Lab 12: Omnissa Access

Objective and Tasks

Create a directory services integration using Workspace ONE on-premises connectors:

  1. Navigate the Omnissa Access console
  2. Customize the Omnissa Access log-in page branding
  3. Review the Enterprise Integration Configurations in Workspace ONE UEM
  4. Install and Configure the Omnissa Access Connector
  5. Configure Directory Services in Omnissa Access
  6. Review the Authentication Methods in the Identity Provider Settings
  7. Configure Access Policy Settings

Task 1: Navigate the Omnissa Access console

You use the menu bar to navigate through all available settings in the Omnissa Access console.

  1. On the ControlCenter VM, click the Google Chrome icon.

  2. You can also enter https://{labid}.us0.wss.workspaceone.com in the address bar to access the Omnissa Access administration console.

  3. Log in to the Omnissa Access console.

    • User name: admin

    • Password: Pa$$w0rd

  4. In the Omnissa Access console, click each tab in the menu bar and review the available controls.

  5. In the upper-right corner of the page, click the catalog menu (looks like a 3x3 grid) and review the available controls.

  • User Portal: Changes to the User Portal view.

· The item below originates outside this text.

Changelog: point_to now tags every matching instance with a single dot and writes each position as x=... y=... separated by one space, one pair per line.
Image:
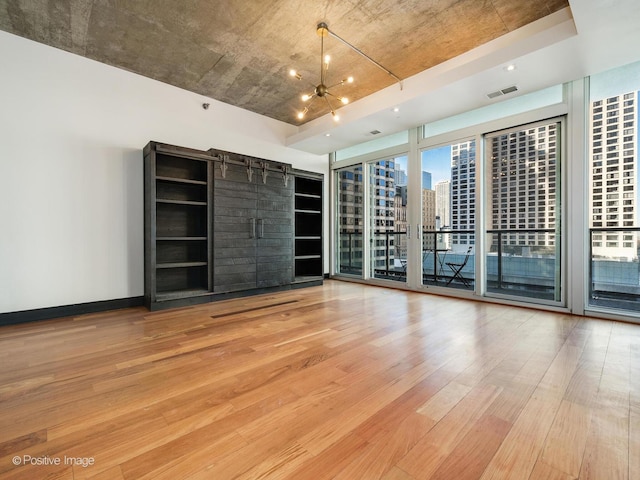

If you change to the user portal, you can click the TA user account icon in the top-right of the page and select Access Console to bring up a Workspace ONE Access administration console.

  1. In the upper-right corner of the page, click the Tenant Admin drop-down menu and review the available controls.

    • Profile: Review the administrator account details.

    • Logout: Logs the current user account out of the Omnissa Access console.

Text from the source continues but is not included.